The Love Letters of David Wojnarowicz


Wojnarowicz’s first break came in the summer of 1980, when SoHo News published a centerfold of his photographic series “Rimbaud in New York.” The series was inspired by the artist Ernest Pignon-Ernest’s life-size wheat-pasted posters of Rimbaud in street clothes, which Wojnarowicz likely saw with Delage in Paris. In the photographs, his friends wear a mask of the poet as they pose throughout New York City, in decrepit warehouses by the piers, butcher shops, and subway cars, sometimes injecting drugs or masturbating.

“Dear Jean Pierre” makes the full context of the images clear, giving the series new depth. The photographs testify to Wojnarowicz’s intense cathexis of Rimbaud, and his lifelong methodology of the self as other—a notion cribbed from the French poet’s classic teen line “Je est un autre.” But reading the letters alongside these images shows that they’re about more than Wojnarowicz’s desire to be notorious and disguised. They also commemorate his yearning for his absent lover, who appeared behind the mask in a few Rimbaud photos taken during a brief visit to New York.

Those reunions were infrequent, and, by 1981, the strain on their relationship had begun to show. Wojnarowicz’s art and his life both changed dramatically that year. He met his friend and mentor Peter Hujar, a downtown photographer once affiliated with Warhol’s Factory. Hujar and Wojnarowicz began a largely chaste love affair that would last until Hujar’s death from AIDS in 1987. True to form, Wojnarowicz masks, or at least downplays, this momentous meeting in his letters to Delage. On January 5, 1981, he reported: “Spent the night talking with a new friend about life / photos etc.—rare that I have chance to just talk and listen to interesting things.” Hujar also takes portraits of Wojnarowicz that open his subject up. Wojnarowicz wrote to Delage in August, 1981, “I looked at the photos he made and was surprised: they are very beautiful—I never saw myself like this before.”

As Wojnarowicz got closer to Hujar and deeper into his art, the tone of the conversation with Jean-Pierre began to sound more mournful, and doubt crept in. In January, 1982, he wrote, “Please be patient with me.” There are no letters from March 18th to June, 1982, included in the volume. According to Carr’s biography, Delage slept with one of Wojnarowicz’s friends in Paris around this time. “Dear Jean Pierre” contains Wojnarowicz’s hurt reaction in one of the last letters in the collection: “I can not think about living with you at this time. I need to solve my problems with my work and my life.” The problems with work, at least, were good ones to have: on June 11, 1982, Wojnarowicz appeared in a group show at the Alexander Milliken Gallery on Prince Street with Jean-Michel Basquiat, Francesco Clemente, David Hockney, and other art stars, which led to his first solo show in December of that year.
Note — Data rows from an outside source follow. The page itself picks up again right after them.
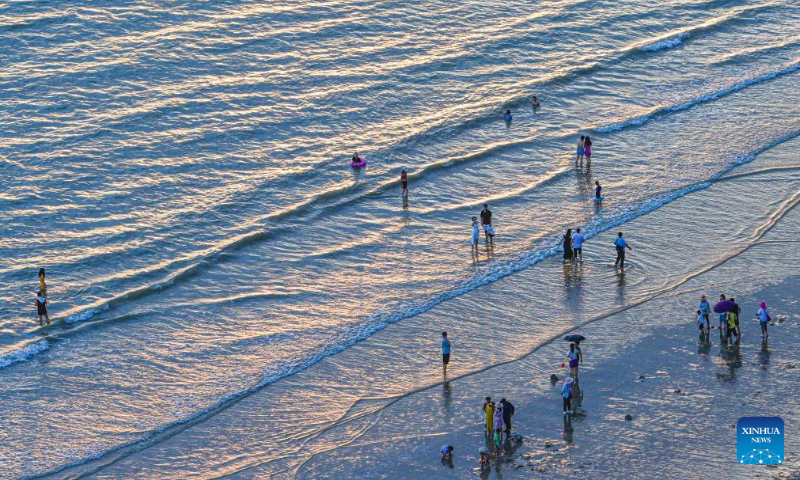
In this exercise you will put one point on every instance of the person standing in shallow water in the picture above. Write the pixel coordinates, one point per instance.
(41, 309)
(488, 410)
(508, 412)
(486, 220)
(568, 245)
(445, 353)
(42, 284)
(404, 182)
(566, 395)
(577, 244)
(620, 244)
(587, 150)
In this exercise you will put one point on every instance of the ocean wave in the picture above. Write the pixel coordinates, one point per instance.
(787, 68)
(24, 353)
(357, 332)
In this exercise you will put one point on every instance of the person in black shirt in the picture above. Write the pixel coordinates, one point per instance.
(486, 219)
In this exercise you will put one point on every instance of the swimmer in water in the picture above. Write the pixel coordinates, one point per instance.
(41, 309)
(42, 283)
(587, 149)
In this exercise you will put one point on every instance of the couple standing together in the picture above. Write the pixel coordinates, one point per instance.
(486, 222)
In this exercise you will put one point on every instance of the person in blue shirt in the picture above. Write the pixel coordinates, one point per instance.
(445, 353)
(621, 245)
(705, 310)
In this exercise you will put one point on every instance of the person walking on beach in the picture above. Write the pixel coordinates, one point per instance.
(722, 316)
(587, 149)
(42, 284)
(620, 244)
(705, 310)
(498, 419)
(445, 353)
(736, 328)
(41, 309)
(577, 244)
(508, 412)
(404, 182)
(476, 234)
(568, 245)
(763, 318)
(700, 323)
(572, 358)
(486, 222)
(566, 395)
(488, 410)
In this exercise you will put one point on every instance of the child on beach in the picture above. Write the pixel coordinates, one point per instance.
(447, 452)
(705, 310)
(763, 318)
(41, 309)
(484, 456)
(701, 323)
(566, 394)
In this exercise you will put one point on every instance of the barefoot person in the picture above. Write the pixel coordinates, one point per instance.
(705, 310)
(488, 410)
(587, 149)
(476, 234)
(568, 245)
(566, 395)
(763, 318)
(404, 182)
(445, 353)
(577, 244)
(486, 222)
(620, 244)
(41, 309)
(508, 412)
(42, 283)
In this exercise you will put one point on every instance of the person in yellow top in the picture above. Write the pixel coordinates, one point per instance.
(488, 409)
(42, 284)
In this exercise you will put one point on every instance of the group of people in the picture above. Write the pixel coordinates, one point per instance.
(498, 422)
(41, 300)
(729, 311)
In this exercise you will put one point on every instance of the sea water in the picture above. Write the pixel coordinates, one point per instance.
(182, 172)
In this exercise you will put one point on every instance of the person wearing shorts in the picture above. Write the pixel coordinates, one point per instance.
(445, 352)
(577, 244)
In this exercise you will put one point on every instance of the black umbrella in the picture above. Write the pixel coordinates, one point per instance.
(574, 338)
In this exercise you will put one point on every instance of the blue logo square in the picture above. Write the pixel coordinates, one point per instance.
(759, 440)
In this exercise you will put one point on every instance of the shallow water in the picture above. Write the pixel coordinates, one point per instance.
(181, 171)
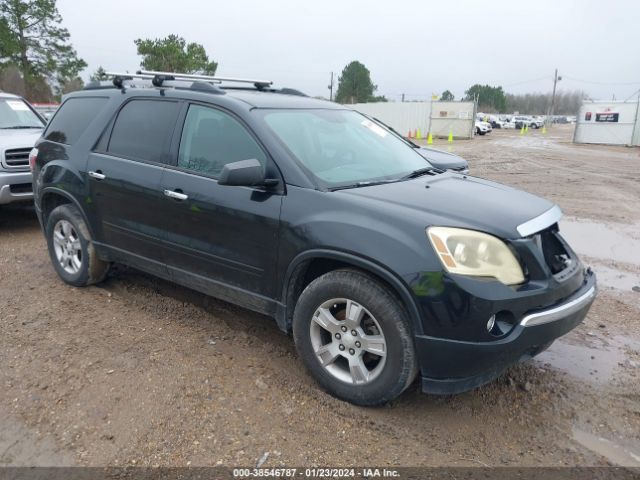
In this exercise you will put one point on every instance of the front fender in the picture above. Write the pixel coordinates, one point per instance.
(285, 309)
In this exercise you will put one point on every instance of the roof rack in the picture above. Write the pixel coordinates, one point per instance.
(259, 84)
(205, 83)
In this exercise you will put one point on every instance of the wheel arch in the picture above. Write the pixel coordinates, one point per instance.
(309, 265)
(52, 197)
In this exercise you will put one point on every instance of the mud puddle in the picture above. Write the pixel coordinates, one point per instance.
(613, 452)
(619, 242)
(594, 364)
(616, 279)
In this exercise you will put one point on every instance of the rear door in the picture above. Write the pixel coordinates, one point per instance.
(124, 176)
(221, 239)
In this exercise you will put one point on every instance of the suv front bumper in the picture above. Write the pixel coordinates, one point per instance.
(13, 187)
(456, 366)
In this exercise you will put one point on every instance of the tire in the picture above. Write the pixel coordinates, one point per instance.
(353, 372)
(71, 248)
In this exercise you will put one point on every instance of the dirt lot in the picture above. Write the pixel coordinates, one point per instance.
(137, 371)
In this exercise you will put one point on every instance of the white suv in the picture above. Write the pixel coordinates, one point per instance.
(20, 127)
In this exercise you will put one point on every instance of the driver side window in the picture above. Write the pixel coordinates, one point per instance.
(212, 138)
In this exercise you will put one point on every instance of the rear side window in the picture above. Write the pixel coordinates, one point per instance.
(143, 130)
(72, 119)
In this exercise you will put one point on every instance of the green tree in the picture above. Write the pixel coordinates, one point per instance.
(447, 96)
(99, 74)
(33, 40)
(490, 99)
(69, 85)
(174, 54)
(355, 85)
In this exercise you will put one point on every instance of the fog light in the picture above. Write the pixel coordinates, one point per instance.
(491, 323)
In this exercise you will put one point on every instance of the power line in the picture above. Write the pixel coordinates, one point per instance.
(600, 83)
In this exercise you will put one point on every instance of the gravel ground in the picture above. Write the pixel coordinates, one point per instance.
(137, 371)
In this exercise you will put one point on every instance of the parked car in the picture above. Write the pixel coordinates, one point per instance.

This pre-AIDS arcadia didn’t last. Four months after that solo show, and right around the time that “Dear Jean Pierre” closes, Larry Kramer published “1,112 and Counting,” the first clarion warning: “Why isn’t every gay man in this city so scared shitless that he is screaming for action? Does every gay man in New York want to die?” The lone, oblique reference to the epidemic in the correspondence appears in a coda to “Dear Jean Pierre” from September, 1991, nine months before Wojnarowicz’s death. By that time, he had been largely consumed by the political and medical emergency of AIDS. He sent Jean-Pierre a card, a dispatch from a different world, referring to “a lot of different illnesses.” He wrote, “I don’t have much energy. I take a walk every day if I can. It’s difficult inside my head—I wish I could get a reprieve from these sensations and isolation.”

Wojnarowicz found reprieve in art and activism, but a comment he made to Zoe Leonard in 1989 suggests the trajectory that he could have taken in a better world. As Carr recounts in “Fire in the Belly,” Leonard asked Wojnarowicz to look at her aerial photographs, dreamy black-and-white images of feathery clouds. She was worried that the work was at odds with her activism around the AIDS crisis. Wojnarowicz told her not to worry: “We’re being angry and complaining because we have to, but where we want to go is back to beauty.” Of course, there’s beauty in Wojnarowicz’s political art, a quality deepened by seeing the artist in love in “Dear Jean Pierre.” The book is yet another monument to the incalculable lost potential of the AIDS epidemic. But it’s also a joyful reclamation of an epoch of discovery in Wojnarowicz’s art—and in the lives of its subjects, who, it is clear, were deeply affected by their time together. Speaking to a reporter about the P.P.O.W. exhibition, Delage said of his Wojnarowicz archive, “I keep it like sacred things.”